Alle 10:30 in punto gli addetti alla vigilanza cominciarono a far defluire la folla all’interno del museo. Varcata la soglia, seguii la fila al primo piano e mi ritrovai nell’atrio di uno dei musei d’arte moderna più famosi al mondo, che in quel periodo stava ospitando la performance The Artist is Present dell’artista Marina Abramović. Alcuni proiettori circoscrivevano in maniera netta un quadrato di luce, al centro del quale si stanziavano due sedie, una di fronte all’altra. Marina Abramović sedeva su una, l’altra era adibita a chiunque volesse interagire con l’artista attraverso il solo sguardo.

Nonostante l’alzataccia del mattino, non riuscii a posizionarmi tra i primi; anzi dovetti aspettare all’incirca quattro ore prima di trovarmi dinnanzi a quella linea di luce, oltre la quale si dava inizio alla performance. Tutt’a un tratto il cuore cominciò a battere prepotentemente contro la cassa toracica, il respiro si fece affannoso, ogni singola parte del mio corpo venne attraversata da un forte tremore. Era il mio turno ed io non ero pronta. Avevo paura. Entrare all’interno di quel perimetro luminoso e sedersi su quella sedia vuota avrebbe significato avere addosso lo sguardo di tutti, sostenere lo sguardo di Marina e lasciarsi andare allo scambio visivo, mettendo in gioco anche la mia vulnerabilità. Ebbi l’impulso di fare marcia indietro, quando il custode disse: “It’s your turn”, posandomi la mano sulla spalla per invitarmi ad “entrare in scena”. A mente vuota e con il terrore negli occhi, andai a sedermi di fronte a Marina.

Nel momento in cui i nostri due sguardi si agganciarono, fu come se il mondo si spegnesse. Tutto sprofondò nel silenzio più totale, eccetto i nostri occhi.

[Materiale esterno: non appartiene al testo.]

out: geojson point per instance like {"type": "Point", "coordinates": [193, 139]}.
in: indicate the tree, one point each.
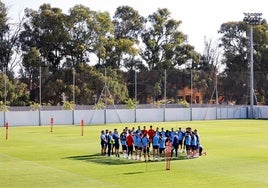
{"type": "Point", "coordinates": [8, 42]}
{"type": "Point", "coordinates": [165, 45]}
{"type": "Point", "coordinates": [235, 44]}
{"type": "Point", "coordinates": [89, 32]}
{"type": "Point", "coordinates": [128, 25]}
{"type": "Point", "coordinates": [46, 29]}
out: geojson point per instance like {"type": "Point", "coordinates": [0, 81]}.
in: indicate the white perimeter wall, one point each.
{"type": "Point", "coordinates": [65, 117]}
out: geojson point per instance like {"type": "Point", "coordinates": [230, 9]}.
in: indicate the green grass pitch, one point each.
{"type": "Point", "coordinates": [36, 157]}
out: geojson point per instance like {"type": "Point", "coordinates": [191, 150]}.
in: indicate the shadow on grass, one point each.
{"type": "Point", "coordinates": [98, 158]}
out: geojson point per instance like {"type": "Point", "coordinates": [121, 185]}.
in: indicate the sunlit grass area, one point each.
{"type": "Point", "coordinates": [35, 157]}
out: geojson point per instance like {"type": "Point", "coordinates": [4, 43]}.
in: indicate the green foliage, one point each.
{"type": "Point", "coordinates": [131, 104]}
{"type": "Point", "coordinates": [68, 105]}
{"type": "Point", "coordinates": [165, 45]}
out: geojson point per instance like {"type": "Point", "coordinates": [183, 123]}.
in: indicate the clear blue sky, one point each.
{"type": "Point", "coordinates": [200, 18]}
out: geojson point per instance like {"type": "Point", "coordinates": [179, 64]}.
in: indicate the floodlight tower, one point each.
{"type": "Point", "coordinates": [252, 19]}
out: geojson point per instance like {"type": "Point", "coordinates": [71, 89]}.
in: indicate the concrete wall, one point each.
{"type": "Point", "coordinates": [65, 117]}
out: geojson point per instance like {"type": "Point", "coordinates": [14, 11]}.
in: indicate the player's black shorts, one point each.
{"type": "Point", "coordinates": [188, 147]}
{"type": "Point", "coordinates": [155, 147]}
{"type": "Point", "coordinates": [116, 145]}
{"type": "Point", "coordinates": [124, 147]}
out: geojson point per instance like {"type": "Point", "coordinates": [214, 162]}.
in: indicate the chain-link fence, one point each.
{"type": "Point", "coordinates": [109, 88]}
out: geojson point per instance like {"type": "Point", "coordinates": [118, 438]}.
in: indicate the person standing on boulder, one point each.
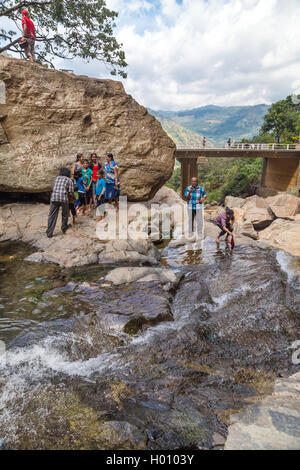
{"type": "Point", "coordinates": [95, 166]}
{"type": "Point", "coordinates": [62, 187]}
{"type": "Point", "coordinates": [112, 181]}
{"type": "Point", "coordinates": [28, 36]}
{"type": "Point", "coordinates": [225, 222]}
{"type": "Point", "coordinates": [195, 196]}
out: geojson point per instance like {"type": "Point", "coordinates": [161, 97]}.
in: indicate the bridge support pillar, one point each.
{"type": "Point", "coordinates": [189, 169]}
{"type": "Point", "coordinates": [281, 174]}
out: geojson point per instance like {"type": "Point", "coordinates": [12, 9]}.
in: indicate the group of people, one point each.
{"type": "Point", "coordinates": [89, 186]}
{"type": "Point", "coordinates": [195, 196]}
{"type": "Point", "coordinates": [85, 187]}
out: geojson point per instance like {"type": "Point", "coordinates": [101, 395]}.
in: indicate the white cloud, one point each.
{"type": "Point", "coordinates": [226, 52]}
{"type": "Point", "coordinates": [230, 52]}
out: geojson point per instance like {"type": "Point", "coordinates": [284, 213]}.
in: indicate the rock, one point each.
{"type": "Point", "coordinates": [166, 196]}
{"type": "Point", "coordinates": [127, 275]}
{"type": "Point", "coordinates": [234, 202]}
{"type": "Point", "coordinates": [259, 217]}
{"type": "Point", "coordinates": [120, 435]}
{"type": "Point", "coordinates": [79, 246]}
{"type": "Point", "coordinates": [283, 234]}
{"type": "Point", "coordinates": [211, 213]}
{"type": "Point", "coordinates": [66, 114]}
{"type": "Point", "coordinates": [254, 202]}
{"type": "Point", "coordinates": [284, 205]}
{"type": "Point", "coordinates": [129, 250]}
{"type": "Point", "coordinates": [272, 424]}
{"type": "Point", "coordinates": [246, 229]}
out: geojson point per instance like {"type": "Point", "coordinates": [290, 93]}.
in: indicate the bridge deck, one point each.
{"type": "Point", "coordinates": [182, 154]}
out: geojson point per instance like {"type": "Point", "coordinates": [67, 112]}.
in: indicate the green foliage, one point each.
{"type": "Point", "coordinates": [283, 119]}
{"type": "Point", "coordinates": [174, 181]}
{"type": "Point", "coordinates": [217, 123]}
{"type": "Point", "coordinates": [68, 29]}
{"type": "Point", "coordinates": [224, 176]}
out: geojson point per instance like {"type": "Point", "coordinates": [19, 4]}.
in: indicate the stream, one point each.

Fu proprio in quello sguardo estraneo che mi ritrovai in tutta la mia fragilità. Così come uno specchio, gli occhi di Marina mi costrinsero a guardarmi dentro, a prendere coscienza di me stessa, delle mie emozioni e sofferenze, troppo spesso soffocate da una coltre di paura e vergogna.

Non so esattamente quanto tempo passai seduta su quella sedia, potrebbero essere stati tre minuti come quindici. Fu un viaggio al di là di qualsiasi dimensione spaziotemporale. C’eravamo solo io e Marina. C’ero solo io.